Their own different version of the mythical ‘Teesra’ has not had an impact on their careers. However, it is the over use of the Doosra that had made Saqlain a little predictable. Alarmingly, Ajmal has also lately been accused of the same offense.
This year, Ajmal had a below par series in Sri Lanka but found his rhythm versus the Australians in UAE. He will perhaps have his toughest test in limited over cricket against better batsmen of spin on the tour of India later this month.
The finest moments of Saqlain’s career came in India on the tour of 1999 which was coupled with the Asian Test championship. On Indian soil, Saqlain took 20 ODI wickets at an average of 20.70 in 9 games and 24 wickets at 20.95 apiece in just three Test matches. Extra ordinary figures those, but they hardly illustrate the enormous glory and shame at stake in an India versus Pakistan encounter.
A short cut to the road of greatness can just take that one delivery in Chennai or two in Calcutta. Similarly, it just takes a six in Karachi to permanently stain a career forever. In both countries, such moments are etched in the minds of millions and retold on dining tables through generations. How many years will it take to forget Aamir Sohail pointing his bat to Venkatesh Prasad or Javed Miandad hitting Chetan Sharma for a last-ball six? Like many before him, Ajmal will also get the opportunity to become a hero or a villain.
Saqlain tragically ended his international career by coming under the hammer of a blistering triple-hundred by Virender Sehwag on a lifeless Multan pitch in 2004, registering figures of 1/204. His comeback lasted just that one match and the knee injury that followed only added to his misery, he became a shadow of the bowler he had been in his youth.
All five balls bowled by Ajmal in the last over of the 2010 World T20 semifinal were flat and fast, most of them well over the 100 km/h mark.

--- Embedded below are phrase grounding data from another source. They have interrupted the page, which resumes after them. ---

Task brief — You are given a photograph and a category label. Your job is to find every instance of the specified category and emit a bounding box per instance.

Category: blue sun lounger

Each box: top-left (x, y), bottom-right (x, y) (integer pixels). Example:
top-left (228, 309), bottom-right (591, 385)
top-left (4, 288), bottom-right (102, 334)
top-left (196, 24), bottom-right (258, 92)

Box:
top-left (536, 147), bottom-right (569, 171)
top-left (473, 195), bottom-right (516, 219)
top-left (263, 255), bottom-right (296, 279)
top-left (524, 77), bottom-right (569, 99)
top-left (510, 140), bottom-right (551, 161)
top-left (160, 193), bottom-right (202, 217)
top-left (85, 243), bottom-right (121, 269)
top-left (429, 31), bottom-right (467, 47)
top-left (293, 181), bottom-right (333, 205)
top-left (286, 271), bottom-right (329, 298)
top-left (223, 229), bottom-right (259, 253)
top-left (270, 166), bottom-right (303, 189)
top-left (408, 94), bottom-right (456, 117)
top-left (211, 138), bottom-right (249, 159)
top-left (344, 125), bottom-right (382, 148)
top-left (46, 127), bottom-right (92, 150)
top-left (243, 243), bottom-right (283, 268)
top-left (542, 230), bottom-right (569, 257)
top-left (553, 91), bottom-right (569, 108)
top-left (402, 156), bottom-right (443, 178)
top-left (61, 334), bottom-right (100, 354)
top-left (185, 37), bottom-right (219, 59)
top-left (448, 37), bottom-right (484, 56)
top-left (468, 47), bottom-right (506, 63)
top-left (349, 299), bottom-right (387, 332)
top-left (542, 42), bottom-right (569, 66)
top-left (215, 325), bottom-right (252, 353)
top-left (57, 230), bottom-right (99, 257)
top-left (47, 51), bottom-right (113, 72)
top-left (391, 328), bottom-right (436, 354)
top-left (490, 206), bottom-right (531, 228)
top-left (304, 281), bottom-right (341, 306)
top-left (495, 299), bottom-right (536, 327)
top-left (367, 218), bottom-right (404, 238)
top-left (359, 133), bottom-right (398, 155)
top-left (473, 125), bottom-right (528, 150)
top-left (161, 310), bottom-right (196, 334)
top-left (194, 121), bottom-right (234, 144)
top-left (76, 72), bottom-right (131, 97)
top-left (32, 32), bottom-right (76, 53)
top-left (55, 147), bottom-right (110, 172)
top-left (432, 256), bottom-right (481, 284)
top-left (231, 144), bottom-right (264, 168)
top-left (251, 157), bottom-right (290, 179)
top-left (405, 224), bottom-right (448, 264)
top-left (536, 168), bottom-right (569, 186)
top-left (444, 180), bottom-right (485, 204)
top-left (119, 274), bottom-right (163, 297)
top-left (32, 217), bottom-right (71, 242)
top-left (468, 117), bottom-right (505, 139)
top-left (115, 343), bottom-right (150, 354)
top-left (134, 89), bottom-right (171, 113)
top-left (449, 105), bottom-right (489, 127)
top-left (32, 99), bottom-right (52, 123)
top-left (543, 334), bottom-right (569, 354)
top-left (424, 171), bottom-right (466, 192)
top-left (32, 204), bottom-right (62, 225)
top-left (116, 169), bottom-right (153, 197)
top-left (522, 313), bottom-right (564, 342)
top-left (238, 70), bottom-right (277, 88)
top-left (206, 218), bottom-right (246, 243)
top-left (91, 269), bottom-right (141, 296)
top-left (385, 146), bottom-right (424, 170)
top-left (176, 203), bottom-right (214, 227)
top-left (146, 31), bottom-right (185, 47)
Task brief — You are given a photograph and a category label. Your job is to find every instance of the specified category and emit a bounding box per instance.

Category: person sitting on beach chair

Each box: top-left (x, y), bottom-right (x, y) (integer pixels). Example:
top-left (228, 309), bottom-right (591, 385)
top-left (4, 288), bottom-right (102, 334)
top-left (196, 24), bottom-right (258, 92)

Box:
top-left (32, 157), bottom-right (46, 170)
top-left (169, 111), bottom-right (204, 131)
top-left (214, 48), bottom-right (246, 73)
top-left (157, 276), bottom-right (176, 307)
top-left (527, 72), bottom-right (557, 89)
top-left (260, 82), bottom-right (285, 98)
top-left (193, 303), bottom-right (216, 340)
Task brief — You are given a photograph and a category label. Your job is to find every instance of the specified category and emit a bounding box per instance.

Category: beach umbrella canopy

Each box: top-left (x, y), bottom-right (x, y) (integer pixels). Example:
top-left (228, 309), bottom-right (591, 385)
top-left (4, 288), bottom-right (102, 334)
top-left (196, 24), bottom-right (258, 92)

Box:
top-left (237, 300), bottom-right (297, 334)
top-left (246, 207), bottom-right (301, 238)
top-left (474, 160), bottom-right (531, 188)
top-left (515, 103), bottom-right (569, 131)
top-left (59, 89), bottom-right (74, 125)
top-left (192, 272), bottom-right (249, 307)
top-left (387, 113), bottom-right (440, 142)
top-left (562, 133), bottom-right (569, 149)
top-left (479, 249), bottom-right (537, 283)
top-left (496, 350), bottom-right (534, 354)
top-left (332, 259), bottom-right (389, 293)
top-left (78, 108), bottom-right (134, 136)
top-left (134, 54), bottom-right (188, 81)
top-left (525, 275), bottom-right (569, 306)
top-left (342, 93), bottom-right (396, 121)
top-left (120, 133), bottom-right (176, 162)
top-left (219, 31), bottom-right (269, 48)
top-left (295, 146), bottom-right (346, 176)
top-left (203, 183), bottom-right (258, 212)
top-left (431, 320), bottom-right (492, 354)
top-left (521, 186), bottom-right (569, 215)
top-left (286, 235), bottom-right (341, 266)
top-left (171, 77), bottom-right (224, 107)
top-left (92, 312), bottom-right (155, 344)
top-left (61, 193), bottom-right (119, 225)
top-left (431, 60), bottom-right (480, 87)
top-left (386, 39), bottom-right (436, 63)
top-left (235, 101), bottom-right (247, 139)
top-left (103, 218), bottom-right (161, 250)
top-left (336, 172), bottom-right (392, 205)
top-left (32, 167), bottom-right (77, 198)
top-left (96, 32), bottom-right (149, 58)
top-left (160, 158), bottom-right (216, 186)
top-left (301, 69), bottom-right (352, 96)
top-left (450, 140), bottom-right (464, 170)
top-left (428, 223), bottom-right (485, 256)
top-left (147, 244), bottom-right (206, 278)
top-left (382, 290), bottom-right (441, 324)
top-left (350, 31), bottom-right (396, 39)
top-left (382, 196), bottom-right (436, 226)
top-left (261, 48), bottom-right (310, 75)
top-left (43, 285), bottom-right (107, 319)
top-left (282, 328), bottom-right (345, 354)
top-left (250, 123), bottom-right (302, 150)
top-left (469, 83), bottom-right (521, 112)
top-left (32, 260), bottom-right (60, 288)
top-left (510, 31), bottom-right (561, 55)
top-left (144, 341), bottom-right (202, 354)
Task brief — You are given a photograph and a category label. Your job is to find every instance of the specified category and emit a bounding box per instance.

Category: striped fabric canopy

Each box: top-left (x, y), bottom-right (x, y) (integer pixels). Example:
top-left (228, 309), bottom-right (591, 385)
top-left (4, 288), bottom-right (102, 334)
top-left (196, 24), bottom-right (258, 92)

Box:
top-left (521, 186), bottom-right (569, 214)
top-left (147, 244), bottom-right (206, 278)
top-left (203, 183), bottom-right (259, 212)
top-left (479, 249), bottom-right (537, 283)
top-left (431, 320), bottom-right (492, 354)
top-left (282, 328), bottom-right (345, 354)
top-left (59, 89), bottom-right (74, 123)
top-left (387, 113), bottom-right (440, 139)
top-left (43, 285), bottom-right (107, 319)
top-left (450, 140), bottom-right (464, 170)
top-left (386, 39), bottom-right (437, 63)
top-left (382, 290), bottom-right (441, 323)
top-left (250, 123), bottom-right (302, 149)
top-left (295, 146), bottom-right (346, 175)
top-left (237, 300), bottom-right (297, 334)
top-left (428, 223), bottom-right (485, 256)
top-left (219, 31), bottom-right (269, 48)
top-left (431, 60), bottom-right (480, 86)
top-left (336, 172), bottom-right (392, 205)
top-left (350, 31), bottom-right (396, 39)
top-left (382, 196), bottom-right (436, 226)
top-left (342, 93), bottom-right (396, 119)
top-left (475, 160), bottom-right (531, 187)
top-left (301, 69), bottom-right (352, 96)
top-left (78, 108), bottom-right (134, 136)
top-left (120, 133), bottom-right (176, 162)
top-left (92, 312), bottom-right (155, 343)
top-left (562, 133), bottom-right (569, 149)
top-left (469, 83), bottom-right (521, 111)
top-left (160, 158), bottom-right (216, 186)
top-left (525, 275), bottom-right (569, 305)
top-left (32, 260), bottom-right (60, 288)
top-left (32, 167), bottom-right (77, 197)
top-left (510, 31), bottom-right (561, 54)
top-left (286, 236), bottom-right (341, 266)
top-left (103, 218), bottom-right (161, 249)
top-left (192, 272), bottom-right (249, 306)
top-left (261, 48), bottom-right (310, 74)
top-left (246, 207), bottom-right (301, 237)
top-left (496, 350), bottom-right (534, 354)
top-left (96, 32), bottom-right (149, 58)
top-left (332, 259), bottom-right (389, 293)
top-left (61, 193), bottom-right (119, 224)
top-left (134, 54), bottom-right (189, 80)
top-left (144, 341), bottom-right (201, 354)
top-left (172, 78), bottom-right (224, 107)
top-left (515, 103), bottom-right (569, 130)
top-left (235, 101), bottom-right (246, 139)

What would Saqlain have done against Hussey in similar circumstances?
Good spinners despise being hit for big runs but are never afraid of it, in fact, great spinners enjoy the company of an aggressive batsman, inviting them to hit outside the park. Hypothetically, Saqlain might have slowed the pace and given the ball some air. Confidence does wonders for a sportsman giving them invaluable heart and courage; traits that Ajmal too has displayed over the last year and a half.
When Ajmal goes to India, he should carry with him the fortitude of the world number one bowler. True greatness is achieved by triumphing over the best in their own backyard, just like Saqlain did when he toured India in 1999. The coming fortnight will significantly impact his perspiration, how he responds to this pressure might determine how he will be remembered most.